Paper ReviewComputer SystemsExperimental Design

Fine-Tuning 100B+ Models Without Backpropagation: Zeroth-Order Optimization Goes Distributed

Standard LLM fine-tuning requires storing model weights, gradients, optimizer states, and activations—often exceeding GPU memory for models above 70B parameters. DistZO2 eliminates backpropagation entirely, estimating gradients through forward-pass-only perturbation. Distributed across multiple GPUs, this enables fine-tuning of 100B+ models on hardware that cannot run standard training.

By Sean K.S. Shin

This blog summarizes research trends based on published paper abstracts. Specific numbers or findings may contain inaccuracies. For scholarly rigor, always consult the original papers cited in each post.

The memory cost of fine-tuning large language models is dominated not by the model weights themselves but by the backpropagation infrastructure: gradient tensors, optimizer states (Adam requires two momentum tensors per parameter), and activation checkpoints stored for the backward pass. For a 70B parameter model in mixed precision, the model weights occupy approximately 140GB—but the full training state exceeds 500GB, requiring multi-GPU setups with sophisticated memory management (DeepSpeed ZeRO, FSDP) just to begin training.
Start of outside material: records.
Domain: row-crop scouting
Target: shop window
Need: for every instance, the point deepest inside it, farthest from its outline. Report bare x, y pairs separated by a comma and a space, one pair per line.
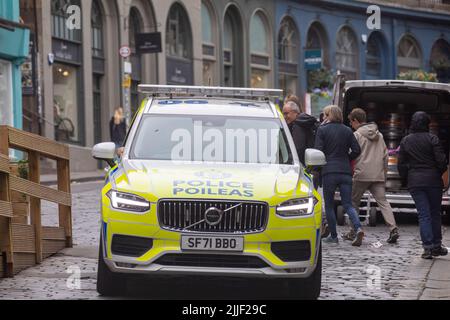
409, 55
260, 58
374, 59
6, 90
209, 47
178, 38
67, 118
347, 53
60, 16
288, 55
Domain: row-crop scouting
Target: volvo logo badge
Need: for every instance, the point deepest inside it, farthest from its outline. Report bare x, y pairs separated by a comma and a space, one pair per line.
213, 216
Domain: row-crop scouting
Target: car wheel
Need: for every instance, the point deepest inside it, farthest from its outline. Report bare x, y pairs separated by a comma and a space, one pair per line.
373, 217
309, 288
108, 282
340, 216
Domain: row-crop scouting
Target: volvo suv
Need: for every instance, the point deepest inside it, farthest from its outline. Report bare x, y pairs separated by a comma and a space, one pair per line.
208, 183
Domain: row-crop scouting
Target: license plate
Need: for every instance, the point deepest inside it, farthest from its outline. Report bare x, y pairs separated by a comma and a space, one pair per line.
212, 243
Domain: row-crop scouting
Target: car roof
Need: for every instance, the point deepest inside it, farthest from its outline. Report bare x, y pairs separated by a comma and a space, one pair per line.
212, 106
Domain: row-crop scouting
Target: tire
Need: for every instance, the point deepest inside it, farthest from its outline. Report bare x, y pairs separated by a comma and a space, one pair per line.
373, 217
340, 216
309, 288
108, 283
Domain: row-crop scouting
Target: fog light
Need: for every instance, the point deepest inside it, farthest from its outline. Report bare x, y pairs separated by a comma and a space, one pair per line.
125, 265
296, 270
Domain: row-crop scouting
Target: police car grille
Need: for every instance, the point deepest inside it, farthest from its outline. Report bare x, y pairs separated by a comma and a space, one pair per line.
178, 215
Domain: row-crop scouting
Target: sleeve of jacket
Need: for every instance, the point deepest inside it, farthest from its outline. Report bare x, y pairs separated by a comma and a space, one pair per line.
319, 143
402, 163
439, 155
355, 148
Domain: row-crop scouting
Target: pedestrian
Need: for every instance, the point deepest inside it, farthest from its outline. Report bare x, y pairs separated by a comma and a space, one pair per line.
339, 145
421, 163
370, 170
118, 128
302, 126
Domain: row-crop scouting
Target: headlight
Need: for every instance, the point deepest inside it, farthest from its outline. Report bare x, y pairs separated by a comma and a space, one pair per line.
297, 207
128, 201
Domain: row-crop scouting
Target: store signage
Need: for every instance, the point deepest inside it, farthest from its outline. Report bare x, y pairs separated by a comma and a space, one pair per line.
313, 59
179, 72
148, 42
125, 52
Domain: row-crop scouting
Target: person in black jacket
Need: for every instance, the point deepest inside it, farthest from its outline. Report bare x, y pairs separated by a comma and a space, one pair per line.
340, 146
302, 126
118, 128
422, 162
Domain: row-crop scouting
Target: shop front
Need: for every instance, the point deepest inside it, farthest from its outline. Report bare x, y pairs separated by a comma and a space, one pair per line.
12, 55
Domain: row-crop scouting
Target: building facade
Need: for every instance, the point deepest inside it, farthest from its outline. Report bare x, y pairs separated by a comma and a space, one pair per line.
82, 76
14, 38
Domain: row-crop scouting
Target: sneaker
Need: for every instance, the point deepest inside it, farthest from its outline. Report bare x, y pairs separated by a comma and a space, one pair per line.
393, 236
325, 231
442, 251
358, 239
330, 239
350, 236
427, 254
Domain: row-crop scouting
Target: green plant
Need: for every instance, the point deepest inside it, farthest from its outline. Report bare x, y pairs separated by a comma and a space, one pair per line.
320, 79
418, 75
23, 169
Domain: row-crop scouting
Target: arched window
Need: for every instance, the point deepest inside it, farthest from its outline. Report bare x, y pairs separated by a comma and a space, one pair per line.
409, 55
179, 47
209, 44
259, 50
374, 56
440, 60
136, 61
317, 40
60, 17
288, 55
233, 48
97, 30
347, 53
68, 108
179, 38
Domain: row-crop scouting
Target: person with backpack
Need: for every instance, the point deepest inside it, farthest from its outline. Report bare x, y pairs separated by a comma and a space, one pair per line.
421, 163
340, 146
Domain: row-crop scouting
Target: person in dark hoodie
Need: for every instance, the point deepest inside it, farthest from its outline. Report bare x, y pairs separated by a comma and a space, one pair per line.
340, 146
302, 126
421, 162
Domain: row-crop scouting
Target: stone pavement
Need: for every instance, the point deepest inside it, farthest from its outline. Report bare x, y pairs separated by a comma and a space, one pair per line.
369, 272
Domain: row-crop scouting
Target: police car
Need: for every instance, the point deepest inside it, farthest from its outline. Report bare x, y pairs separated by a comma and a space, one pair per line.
209, 184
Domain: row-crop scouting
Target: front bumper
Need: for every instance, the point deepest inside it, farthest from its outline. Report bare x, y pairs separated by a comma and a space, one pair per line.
255, 245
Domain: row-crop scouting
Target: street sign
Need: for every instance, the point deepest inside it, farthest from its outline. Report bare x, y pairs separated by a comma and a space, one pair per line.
148, 42
313, 59
125, 52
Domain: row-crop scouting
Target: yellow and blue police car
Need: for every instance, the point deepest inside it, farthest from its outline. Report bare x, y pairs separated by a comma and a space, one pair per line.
209, 183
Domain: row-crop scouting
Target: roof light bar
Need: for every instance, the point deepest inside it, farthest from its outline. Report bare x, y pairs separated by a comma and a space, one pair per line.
157, 90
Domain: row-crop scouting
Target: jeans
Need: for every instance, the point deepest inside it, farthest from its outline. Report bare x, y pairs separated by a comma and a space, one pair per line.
428, 203
331, 182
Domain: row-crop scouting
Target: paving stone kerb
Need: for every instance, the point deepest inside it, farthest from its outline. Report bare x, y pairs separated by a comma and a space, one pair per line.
347, 271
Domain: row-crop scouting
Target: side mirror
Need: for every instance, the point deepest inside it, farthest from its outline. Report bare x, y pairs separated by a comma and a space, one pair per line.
105, 151
314, 158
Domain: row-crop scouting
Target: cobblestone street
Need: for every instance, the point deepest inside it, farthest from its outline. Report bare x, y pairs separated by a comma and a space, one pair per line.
346, 272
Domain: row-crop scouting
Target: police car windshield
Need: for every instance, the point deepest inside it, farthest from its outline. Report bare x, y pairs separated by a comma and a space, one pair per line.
211, 139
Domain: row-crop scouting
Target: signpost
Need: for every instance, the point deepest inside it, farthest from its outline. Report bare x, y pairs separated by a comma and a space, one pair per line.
313, 59
148, 42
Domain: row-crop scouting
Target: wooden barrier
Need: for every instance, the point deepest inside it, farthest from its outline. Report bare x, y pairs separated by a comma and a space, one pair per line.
24, 244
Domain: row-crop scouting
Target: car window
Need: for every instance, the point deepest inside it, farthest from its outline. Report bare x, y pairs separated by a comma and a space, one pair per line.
212, 139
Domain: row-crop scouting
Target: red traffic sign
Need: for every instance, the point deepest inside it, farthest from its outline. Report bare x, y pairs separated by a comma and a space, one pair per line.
125, 51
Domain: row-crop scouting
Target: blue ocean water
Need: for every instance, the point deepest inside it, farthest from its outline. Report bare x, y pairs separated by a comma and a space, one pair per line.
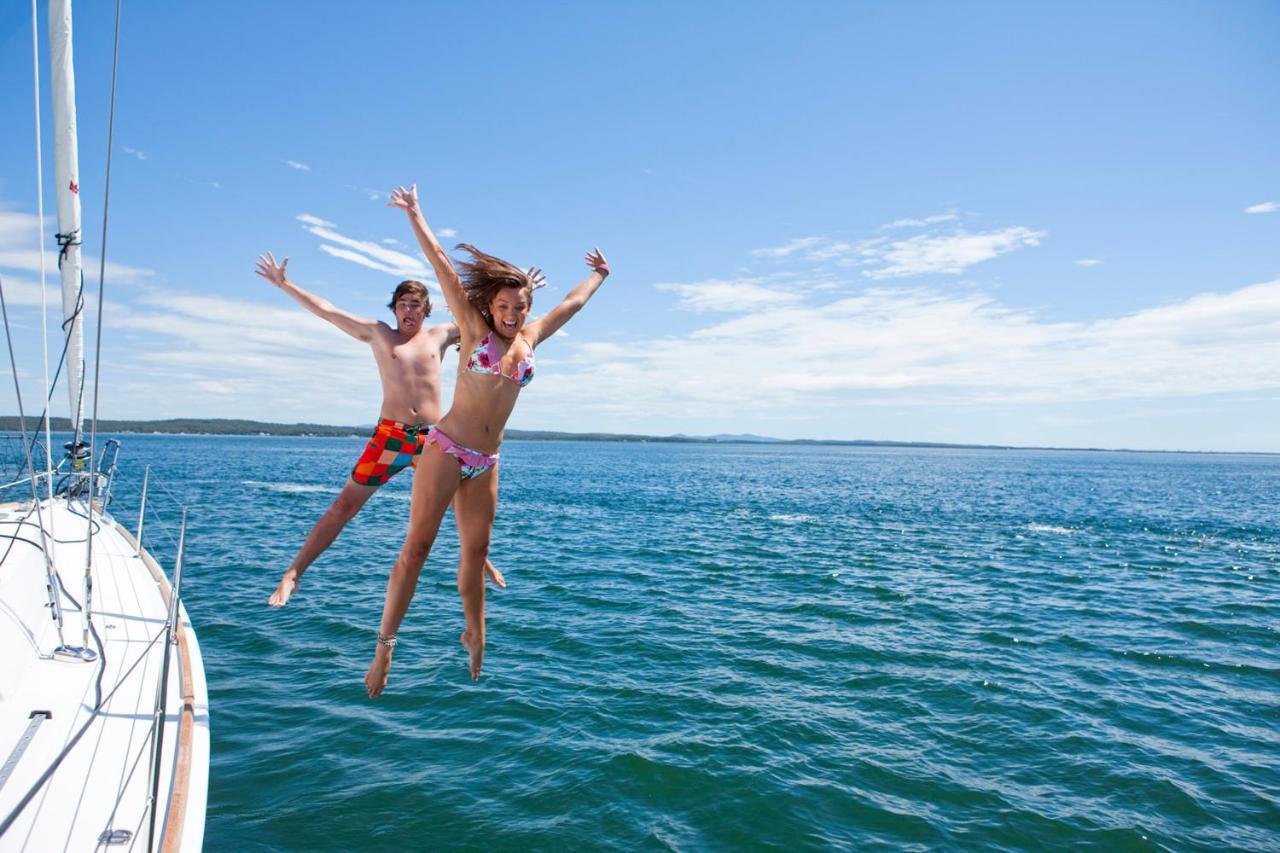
740, 647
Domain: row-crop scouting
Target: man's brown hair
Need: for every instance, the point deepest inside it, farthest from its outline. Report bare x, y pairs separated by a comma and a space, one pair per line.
415, 288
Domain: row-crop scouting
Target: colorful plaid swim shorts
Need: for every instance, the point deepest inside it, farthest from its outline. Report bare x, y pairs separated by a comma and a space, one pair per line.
392, 448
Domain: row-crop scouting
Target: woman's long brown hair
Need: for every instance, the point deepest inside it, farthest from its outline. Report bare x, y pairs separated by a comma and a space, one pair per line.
484, 276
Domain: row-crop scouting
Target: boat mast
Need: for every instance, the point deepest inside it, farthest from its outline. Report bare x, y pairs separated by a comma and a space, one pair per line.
67, 173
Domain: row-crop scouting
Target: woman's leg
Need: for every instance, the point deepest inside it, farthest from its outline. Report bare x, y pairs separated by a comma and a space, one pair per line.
474, 511
434, 484
490, 570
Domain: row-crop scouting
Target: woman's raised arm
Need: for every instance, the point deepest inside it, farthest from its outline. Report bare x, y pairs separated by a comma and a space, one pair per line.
551, 323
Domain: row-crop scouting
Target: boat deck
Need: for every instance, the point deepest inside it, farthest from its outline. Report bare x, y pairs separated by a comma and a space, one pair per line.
104, 781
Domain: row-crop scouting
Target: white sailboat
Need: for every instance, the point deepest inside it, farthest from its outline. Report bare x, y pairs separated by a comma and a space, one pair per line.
104, 711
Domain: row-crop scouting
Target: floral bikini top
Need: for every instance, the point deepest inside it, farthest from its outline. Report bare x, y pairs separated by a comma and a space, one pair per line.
488, 359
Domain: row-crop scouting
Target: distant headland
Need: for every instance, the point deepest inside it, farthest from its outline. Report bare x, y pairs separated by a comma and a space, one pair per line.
236, 427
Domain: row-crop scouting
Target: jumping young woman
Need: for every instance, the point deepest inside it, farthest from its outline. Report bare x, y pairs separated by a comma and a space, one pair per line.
490, 302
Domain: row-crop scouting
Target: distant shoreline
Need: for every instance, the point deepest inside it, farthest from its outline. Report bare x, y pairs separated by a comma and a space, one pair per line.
233, 427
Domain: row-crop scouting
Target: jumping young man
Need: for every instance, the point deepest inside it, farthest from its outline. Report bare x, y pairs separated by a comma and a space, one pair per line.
408, 363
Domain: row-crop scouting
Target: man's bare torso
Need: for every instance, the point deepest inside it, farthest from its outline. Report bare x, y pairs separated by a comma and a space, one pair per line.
410, 369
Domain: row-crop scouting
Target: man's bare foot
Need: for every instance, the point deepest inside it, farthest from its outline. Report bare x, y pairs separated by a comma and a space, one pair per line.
375, 679
475, 648
287, 587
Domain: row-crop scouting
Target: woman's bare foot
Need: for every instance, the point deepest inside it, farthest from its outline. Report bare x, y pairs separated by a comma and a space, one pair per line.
375, 679
287, 587
475, 648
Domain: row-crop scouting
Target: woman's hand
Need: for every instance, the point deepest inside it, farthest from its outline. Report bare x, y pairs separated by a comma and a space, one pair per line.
595, 260
270, 270
405, 199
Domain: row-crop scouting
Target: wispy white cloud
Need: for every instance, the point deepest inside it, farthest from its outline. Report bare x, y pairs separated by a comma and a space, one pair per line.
920, 223
950, 254
790, 247
881, 258
268, 359
365, 252
832, 352
730, 296
315, 220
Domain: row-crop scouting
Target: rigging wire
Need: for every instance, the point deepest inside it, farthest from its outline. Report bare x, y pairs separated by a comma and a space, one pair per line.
101, 306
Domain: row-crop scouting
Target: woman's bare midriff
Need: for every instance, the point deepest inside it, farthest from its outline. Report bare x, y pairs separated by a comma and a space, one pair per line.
481, 406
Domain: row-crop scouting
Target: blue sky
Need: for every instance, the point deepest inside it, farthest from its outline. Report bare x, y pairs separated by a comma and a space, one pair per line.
1008, 223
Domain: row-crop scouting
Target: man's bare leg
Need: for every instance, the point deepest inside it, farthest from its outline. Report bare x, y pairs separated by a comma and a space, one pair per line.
325, 530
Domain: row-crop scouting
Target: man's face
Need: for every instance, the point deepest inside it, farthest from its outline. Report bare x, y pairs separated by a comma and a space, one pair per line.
408, 311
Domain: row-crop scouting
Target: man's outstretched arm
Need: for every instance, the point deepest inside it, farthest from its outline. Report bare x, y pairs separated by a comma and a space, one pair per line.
356, 327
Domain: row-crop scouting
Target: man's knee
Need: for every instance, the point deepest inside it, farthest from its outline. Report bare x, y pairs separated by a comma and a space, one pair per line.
415, 551
475, 550
348, 503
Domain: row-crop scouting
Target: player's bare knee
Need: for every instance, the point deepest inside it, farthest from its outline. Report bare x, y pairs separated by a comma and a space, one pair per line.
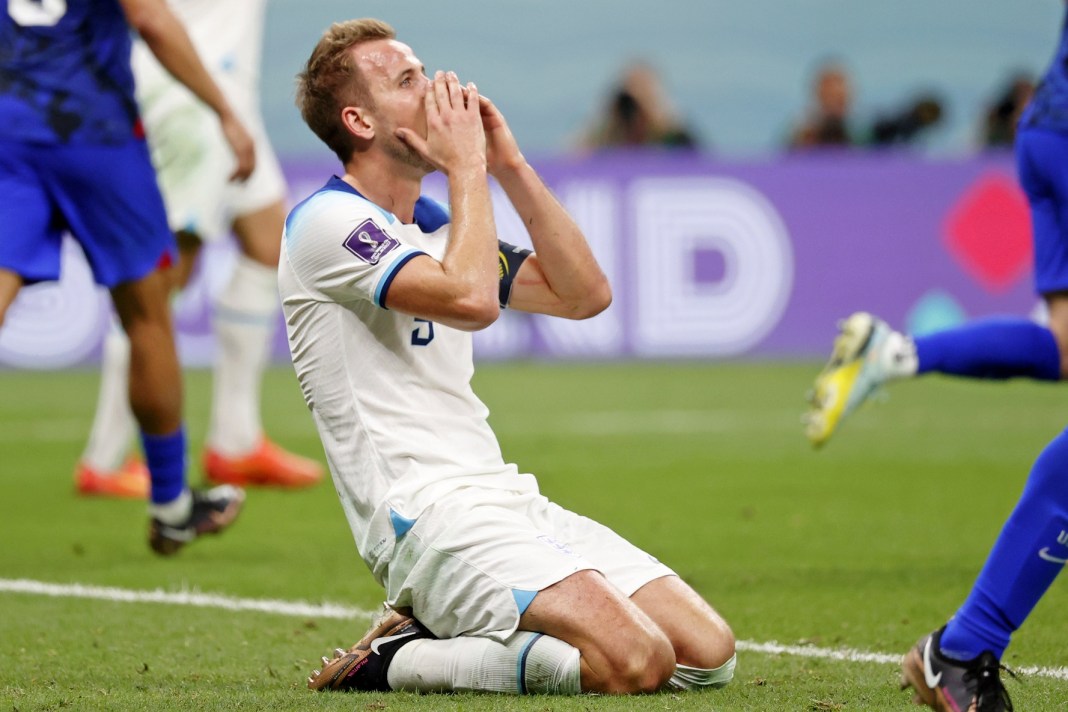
644, 666
715, 649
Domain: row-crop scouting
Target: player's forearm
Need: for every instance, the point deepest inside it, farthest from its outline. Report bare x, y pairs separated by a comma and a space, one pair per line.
168, 40
568, 264
470, 258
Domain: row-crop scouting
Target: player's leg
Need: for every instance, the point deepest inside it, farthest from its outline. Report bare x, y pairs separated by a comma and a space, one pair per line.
1030, 553
30, 248
476, 572
999, 348
703, 642
580, 634
245, 319
106, 467
122, 227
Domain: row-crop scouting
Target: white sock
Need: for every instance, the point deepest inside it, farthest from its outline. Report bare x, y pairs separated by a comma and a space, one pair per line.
898, 356
113, 425
694, 678
549, 665
244, 320
175, 511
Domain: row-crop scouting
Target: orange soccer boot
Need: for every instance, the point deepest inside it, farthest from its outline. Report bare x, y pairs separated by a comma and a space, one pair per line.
268, 464
128, 481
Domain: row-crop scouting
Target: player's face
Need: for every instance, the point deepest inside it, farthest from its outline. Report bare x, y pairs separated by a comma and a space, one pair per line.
397, 82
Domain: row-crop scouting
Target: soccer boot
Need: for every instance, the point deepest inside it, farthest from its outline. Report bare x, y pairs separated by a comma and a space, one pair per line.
954, 685
267, 464
213, 510
128, 481
854, 372
364, 665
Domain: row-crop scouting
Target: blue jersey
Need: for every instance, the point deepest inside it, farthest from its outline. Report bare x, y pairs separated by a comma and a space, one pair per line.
65, 73
1049, 107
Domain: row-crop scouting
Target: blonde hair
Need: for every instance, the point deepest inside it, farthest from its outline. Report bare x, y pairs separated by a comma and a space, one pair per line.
331, 81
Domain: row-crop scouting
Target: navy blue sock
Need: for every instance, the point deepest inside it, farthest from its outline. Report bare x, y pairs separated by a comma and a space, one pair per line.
166, 457
1029, 554
994, 348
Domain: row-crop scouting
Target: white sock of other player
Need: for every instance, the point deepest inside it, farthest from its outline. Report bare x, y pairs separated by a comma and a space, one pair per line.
113, 425
694, 678
244, 320
528, 663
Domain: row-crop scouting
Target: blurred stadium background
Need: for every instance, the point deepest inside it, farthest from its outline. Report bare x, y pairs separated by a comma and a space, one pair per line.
734, 251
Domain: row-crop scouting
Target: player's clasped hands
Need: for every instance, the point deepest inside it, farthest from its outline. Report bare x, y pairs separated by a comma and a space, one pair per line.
454, 138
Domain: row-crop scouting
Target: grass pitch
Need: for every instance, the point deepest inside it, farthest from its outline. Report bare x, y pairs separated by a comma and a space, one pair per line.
862, 547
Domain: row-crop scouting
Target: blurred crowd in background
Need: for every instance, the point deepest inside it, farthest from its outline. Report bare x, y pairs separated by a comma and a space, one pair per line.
638, 111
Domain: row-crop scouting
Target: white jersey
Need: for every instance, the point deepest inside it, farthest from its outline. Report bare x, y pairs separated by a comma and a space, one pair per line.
390, 393
192, 159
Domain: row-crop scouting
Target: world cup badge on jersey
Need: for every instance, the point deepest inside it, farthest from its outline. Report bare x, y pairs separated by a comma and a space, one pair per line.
370, 242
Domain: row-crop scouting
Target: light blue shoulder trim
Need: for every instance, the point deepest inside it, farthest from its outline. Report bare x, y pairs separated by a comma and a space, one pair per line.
383, 284
401, 524
523, 599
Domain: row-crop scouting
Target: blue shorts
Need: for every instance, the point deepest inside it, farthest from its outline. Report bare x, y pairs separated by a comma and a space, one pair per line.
1041, 159
106, 196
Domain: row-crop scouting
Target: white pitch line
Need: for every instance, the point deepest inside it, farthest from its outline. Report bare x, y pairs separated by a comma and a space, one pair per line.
303, 608
183, 598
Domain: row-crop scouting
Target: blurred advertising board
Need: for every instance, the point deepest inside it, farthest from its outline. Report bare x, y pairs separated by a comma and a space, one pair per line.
707, 258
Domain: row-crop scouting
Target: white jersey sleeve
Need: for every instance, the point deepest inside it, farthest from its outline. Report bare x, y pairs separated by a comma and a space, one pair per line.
343, 248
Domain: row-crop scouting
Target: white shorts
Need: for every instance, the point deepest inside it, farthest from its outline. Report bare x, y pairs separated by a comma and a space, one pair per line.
191, 156
473, 560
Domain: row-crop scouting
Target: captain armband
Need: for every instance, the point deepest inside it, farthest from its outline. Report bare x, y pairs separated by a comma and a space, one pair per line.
508, 259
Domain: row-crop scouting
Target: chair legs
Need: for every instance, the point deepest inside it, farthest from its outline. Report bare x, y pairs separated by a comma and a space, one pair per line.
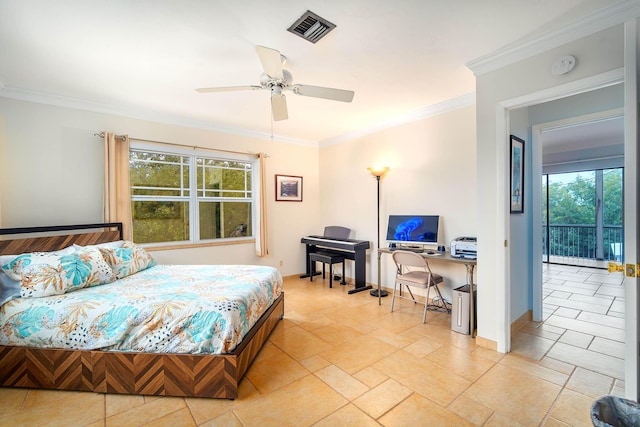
426, 303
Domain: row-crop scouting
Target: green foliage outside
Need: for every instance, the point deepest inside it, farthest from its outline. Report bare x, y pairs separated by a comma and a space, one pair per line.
572, 213
161, 190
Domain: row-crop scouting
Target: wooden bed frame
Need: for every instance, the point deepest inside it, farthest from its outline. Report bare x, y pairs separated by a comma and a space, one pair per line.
187, 375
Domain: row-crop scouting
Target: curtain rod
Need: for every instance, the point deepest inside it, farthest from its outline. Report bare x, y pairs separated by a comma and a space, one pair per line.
195, 147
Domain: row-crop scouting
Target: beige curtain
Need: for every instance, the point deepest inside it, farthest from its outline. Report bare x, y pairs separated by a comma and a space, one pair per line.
117, 188
262, 242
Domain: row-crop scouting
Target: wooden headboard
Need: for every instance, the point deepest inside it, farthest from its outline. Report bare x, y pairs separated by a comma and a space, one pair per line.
56, 237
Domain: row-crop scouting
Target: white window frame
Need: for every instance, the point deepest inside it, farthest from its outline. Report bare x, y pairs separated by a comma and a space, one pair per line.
194, 223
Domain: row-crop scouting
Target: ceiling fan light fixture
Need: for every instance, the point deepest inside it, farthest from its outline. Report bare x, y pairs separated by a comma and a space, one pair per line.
311, 27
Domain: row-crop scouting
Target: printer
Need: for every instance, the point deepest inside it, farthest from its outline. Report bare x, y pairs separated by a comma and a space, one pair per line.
464, 247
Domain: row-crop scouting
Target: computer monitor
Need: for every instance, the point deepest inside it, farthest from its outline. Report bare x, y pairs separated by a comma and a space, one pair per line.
413, 229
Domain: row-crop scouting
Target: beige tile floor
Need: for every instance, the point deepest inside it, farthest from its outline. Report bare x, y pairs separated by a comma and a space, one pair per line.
341, 360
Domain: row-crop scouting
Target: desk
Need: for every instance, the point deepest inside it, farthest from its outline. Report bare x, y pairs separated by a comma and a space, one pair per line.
469, 264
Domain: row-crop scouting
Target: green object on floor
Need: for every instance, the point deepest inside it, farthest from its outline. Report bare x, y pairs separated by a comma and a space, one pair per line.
615, 411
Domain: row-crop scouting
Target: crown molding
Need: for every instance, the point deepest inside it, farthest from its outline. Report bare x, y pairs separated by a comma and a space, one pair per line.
423, 113
589, 24
134, 113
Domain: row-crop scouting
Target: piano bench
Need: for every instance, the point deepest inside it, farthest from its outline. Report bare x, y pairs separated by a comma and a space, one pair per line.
330, 258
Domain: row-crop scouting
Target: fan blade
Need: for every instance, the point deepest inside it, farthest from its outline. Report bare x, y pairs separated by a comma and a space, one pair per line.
279, 107
271, 61
324, 92
227, 88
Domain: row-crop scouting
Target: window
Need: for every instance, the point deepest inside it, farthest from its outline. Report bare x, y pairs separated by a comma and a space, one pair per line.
191, 197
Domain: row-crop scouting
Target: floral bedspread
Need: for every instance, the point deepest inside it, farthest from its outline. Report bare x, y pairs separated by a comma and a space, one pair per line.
164, 309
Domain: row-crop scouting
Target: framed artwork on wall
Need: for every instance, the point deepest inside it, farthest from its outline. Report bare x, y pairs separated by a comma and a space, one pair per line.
288, 188
516, 182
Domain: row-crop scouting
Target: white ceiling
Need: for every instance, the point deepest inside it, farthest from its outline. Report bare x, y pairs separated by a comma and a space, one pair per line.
144, 58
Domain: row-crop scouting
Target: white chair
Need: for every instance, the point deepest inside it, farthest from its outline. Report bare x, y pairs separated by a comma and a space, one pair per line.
412, 270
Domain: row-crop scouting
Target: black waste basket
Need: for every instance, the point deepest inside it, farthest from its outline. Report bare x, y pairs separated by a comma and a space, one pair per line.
615, 411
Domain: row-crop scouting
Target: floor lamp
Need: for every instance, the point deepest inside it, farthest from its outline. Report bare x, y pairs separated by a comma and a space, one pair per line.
378, 173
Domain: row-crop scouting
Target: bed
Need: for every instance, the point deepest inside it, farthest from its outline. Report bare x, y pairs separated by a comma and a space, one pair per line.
146, 365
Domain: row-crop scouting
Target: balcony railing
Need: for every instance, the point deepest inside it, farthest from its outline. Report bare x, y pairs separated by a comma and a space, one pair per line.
579, 241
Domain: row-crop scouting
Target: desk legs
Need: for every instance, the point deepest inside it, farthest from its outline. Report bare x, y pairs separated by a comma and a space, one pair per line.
472, 326
379, 293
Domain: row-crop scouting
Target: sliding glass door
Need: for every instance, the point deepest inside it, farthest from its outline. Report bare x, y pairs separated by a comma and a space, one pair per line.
582, 217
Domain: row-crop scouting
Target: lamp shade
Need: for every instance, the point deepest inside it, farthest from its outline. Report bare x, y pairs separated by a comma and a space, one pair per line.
378, 171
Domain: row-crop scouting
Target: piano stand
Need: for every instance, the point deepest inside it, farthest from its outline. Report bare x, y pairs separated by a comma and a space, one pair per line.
356, 289
354, 250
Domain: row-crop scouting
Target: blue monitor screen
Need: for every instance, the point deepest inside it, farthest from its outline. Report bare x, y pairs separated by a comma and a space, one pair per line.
416, 229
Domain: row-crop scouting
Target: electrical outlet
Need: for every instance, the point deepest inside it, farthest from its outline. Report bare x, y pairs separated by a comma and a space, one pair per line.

Wang et al.'s DistZO2 takes a radical approach: eliminate backpropagation entirely. Zeroth-order (ZO) optimization estimates gradients by evaluating the loss at two slightly different parameter configurations—a forward pass with parameters θ and a forward pass with parameters θ + εz (where z is a random perturbation vector). The difference in loss, divided by ε, provides a gradient estimate along direction z.

This eliminates the need to store activations (no backward pass), optimizer momentum tensors (ZO uses simpler update rules), and gradient tensors. The memory footprint drops to approximately the model weights plus a single perturbation vector—a reduction that enables fine-tuning models on hardware that cannot accommodate standard training.

From Single-GPU to Distributed ZO

Single-GPU zeroth-order optimization has a well-known weakness: high gradient variance. Each perturbation direction provides a one-dimensional gradient estimate; recovering the full gradient requires many perturbation directions. For models with billions of parameters, the number of perturbations needed for a useful gradient estimate is impractically large on a single GPU.

DistZO2 solves this through distribution: each GPU in the cluster computes gradient estimates along different perturbation directions, and the results are aggregated. With N GPUs, the gradient estimate improves by a factor of √N (standard Monte Carlo convergence), making distributed ZO optimization both faster and more accurate than the single-GPU version.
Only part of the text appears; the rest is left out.